Further reports from Bentryn included material gathered on hikes to popular mountains many of us are familiar with. Mount Townsend’s summit yielded horned larks, American pipits, hermit and varied thrushes, olive-sided flycatchers, blue grouse, winter wrens and a red-tailed hawk.
A hike up Mount Zion produced his “first ever hermit warbler.” That’s interesting because many of us head for Mount Walker when looking for this elusive warbler.
Several years ago, while visiting with members of the local Mountaineers, we were discussing a need for birding hikers. One young man had recognized a mountain chickadee on one of the photos we were sharing. He said he had seen them when hiking in the Bailey Range of the Olympics.
Sightings of this bird in Western Washington are few and far between.

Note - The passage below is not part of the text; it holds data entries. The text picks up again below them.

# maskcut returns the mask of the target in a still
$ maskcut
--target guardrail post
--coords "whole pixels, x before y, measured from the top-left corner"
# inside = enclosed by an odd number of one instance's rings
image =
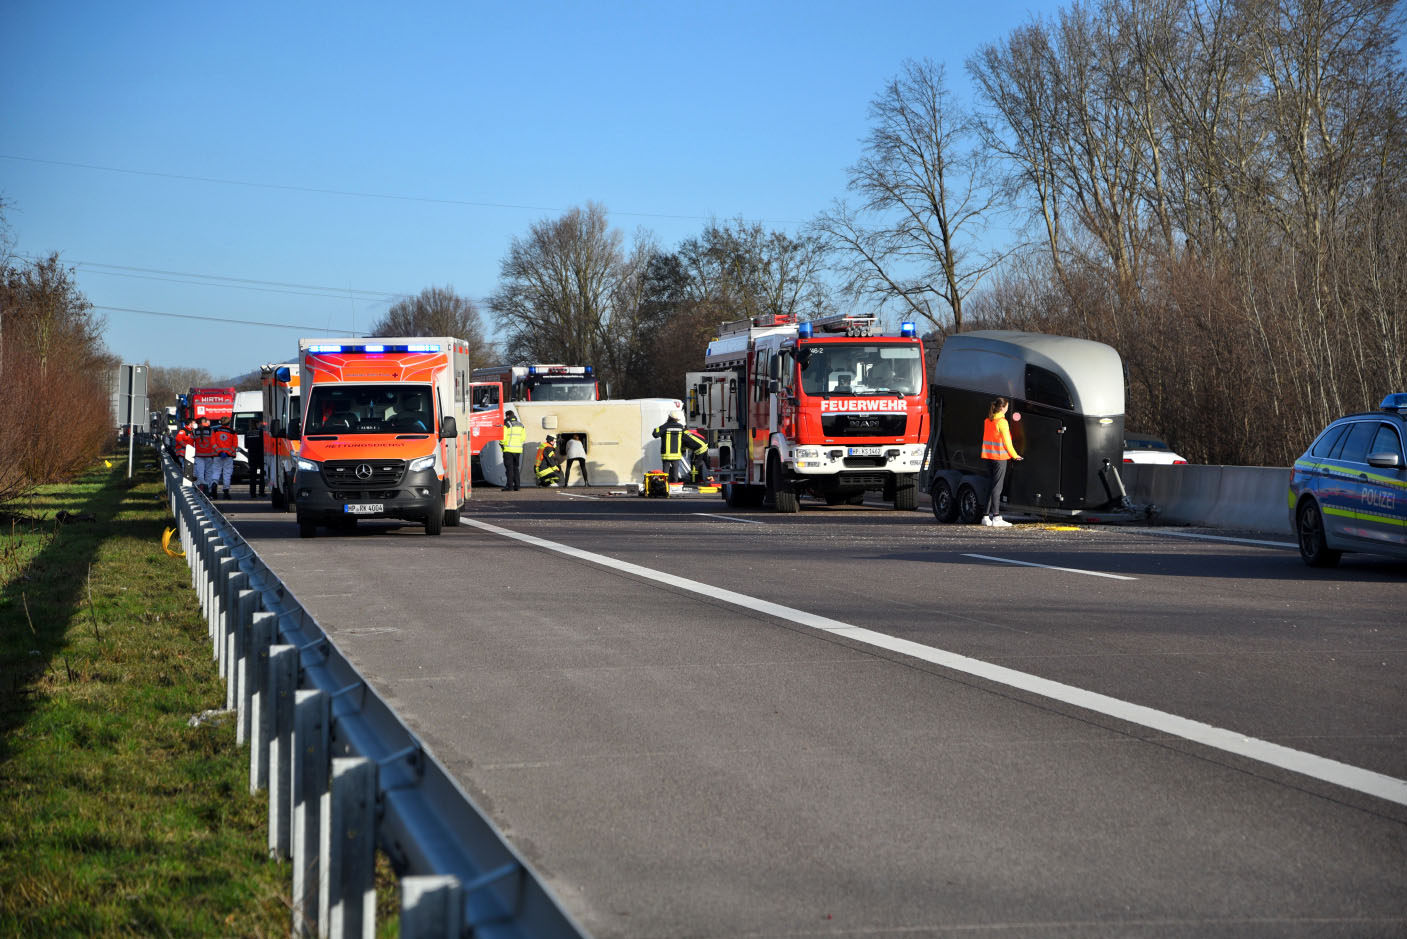
[[[293,762],[293,694],[298,688],[298,648],[269,648],[269,716],[273,736],[269,739],[269,855],[288,860],[292,807],[291,767]]]
[[[215,659],[220,664],[220,677],[230,680],[230,662],[226,648],[225,630],[228,617],[225,615],[225,590],[230,575],[239,570],[239,562],[230,555],[226,545],[215,549],[215,568],[211,571],[214,579],[210,584],[210,637],[215,643]],[[228,695],[226,695],[228,698]]]
[[[401,939],[439,939],[463,932],[464,904],[458,877],[401,878]]]
[[[318,927],[325,936],[376,935],[376,764],[332,761],[322,797]]]
[[[299,691],[293,702],[293,934],[318,925],[318,848],[331,753],[331,701],[325,691]]]
[[[225,660],[225,710],[232,710],[239,702],[239,656],[243,651],[239,641],[239,594],[249,586],[249,575],[239,569],[239,562],[229,559],[229,564],[220,565],[224,585],[220,589],[220,641]],[[236,722],[236,743],[239,730]]]
[[[278,617],[255,613],[249,623],[249,794],[269,784],[269,750],[273,745],[274,712],[269,704],[269,648],[278,631]]]
[[[241,575],[248,580],[248,575]],[[254,620],[254,611],[259,608],[259,592],[257,590],[240,590],[235,594],[234,602],[234,630],[235,640],[235,680],[230,684],[234,688],[234,703],[231,705],[235,709],[235,744],[243,746],[249,742],[250,730],[253,727],[253,718],[249,713],[249,693],[250,684],[253,681],[253,661],[249,657],[250,649],[250,627]]]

It would be exciting to learn that it nests in the Olympics.
Another hiker familiar with our birds reported seeing great blue herons migrating over Gray Wolf Ridge. Were they herons or sandhill cranes using a long-established route? There is still new information to be gathered on birds in the Pacific Northwest.
Looking back on the hikes we enjoyed over the years, it’s frustrating that the only interesting bird sightings I remember involve coastal hikes designed to introduce us to the sport. Once we started climbing mountain trails, I had a difficult time keeping my eyes anywhere but on the trail.
I wish I’d paid attention to the birds when we were camping in mountain goat country, but my uppermost thought was usually how I was going to make it back down the trail we had just climbed.
If more information is to be gathered about the bird life at the higher elevations in the Olympics, we need birding hikers who will share their sightings.
Unlike the Sierra Nevada Mountains in Nevada and California, it isn’t possible to drive to numerous high-elevation places in the Olympics to look for birds. It’s up to the hikers.
I’d sure like more reports on gray-crowned rosy finches and Clark’s nutcrackers.